In a recent study, researchers looked at the impact of television on creating patient expectations, especially regarding pregnancy and birth.
The study, led by Danielle Bessett, an assistant professor of sociology in the McMicken College of Arts and Sciences at the University of Cincinnati, took a closer look at how women decoded television content regarding pregnancy and birth.
As part of the study Bessett analyzed 64 pregnant women from the greater New York and Connecticut metropolitan area over a two year period. The participants were from different races and socioeconomic backgrounds.
The study gives a detailed account of the pregnancy-related use of popular media, especially television, and the women’s perspectives on how it affected their expectations for pregnancy.
Twenty-eight women reported that they had tuned in to at least some pregnancy-linked reality television, such as TLC’s “Baby Story” and “Maternity Ward” and Discovery Health’s “Birth Day.” Of course the viewership of these programs was more skewed towards unemployed women or women who cared for children at home than to working women.
Another factor that played a role in how women described their use of television was education. The more educated the women, the less they allowed the television content to impact their expectations for pregnancy.
Highly educated women who watched these programs denied using them as sources of information and saw them purely as entertainment or a tool for educating young children about reproduction.
The lesser educated women perceived the information on TV as an alternative to traditional childbirth education. They saw reality TV as a source that they could take advantage of and basically did not rule any potential source of information out.
In many instances, these women evaluated the reality shows critically, assessing their credibility.

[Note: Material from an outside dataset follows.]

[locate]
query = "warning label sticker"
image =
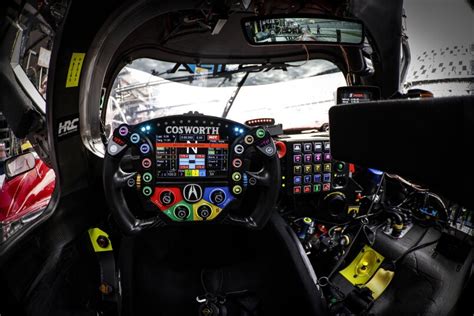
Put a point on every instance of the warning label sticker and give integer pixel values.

Now here is the problem: according to research, on average, reality shows show births with many more medical interventions than what normally happens in real life. So what these lesser educated women are taking away from these programs is a more skewed and medicalized view. And as the aim of fictional TV shows is to keep people’s attention and ramp up the emotions of the viewer, the truth is often even more distorted.
The fact that many of these women cited overly dramatized medical scenes indicates how TV programs, both reality and fictional, helped create a fear in these women about their impending labor. Of course, though fear was the overriding emotion, it was not the only one. Some women were disillusioned in their own birth processes in relation to what they saw though television.
It must be noted, however, that even those who said they did not get pregnancy information from television or watch reality programs, and the highly-educated women who denied the influence of television, still made many references to representations of pregnancy and birth on TV.
Some women mentioned pregnancy representations they had seen long before they got pregnant, and those powerful impressions ultimately stayed with them.
The results of the study, which will be presented at the 110th Annual Meeting of the American Sociological Association (ASA), will reveal how much of an impact reality TV and fictional programs have on the perception of a pregnant woman about her big day.
This important study might lead to a whole new avenue for imparting information related to health – gift wrapped as television content.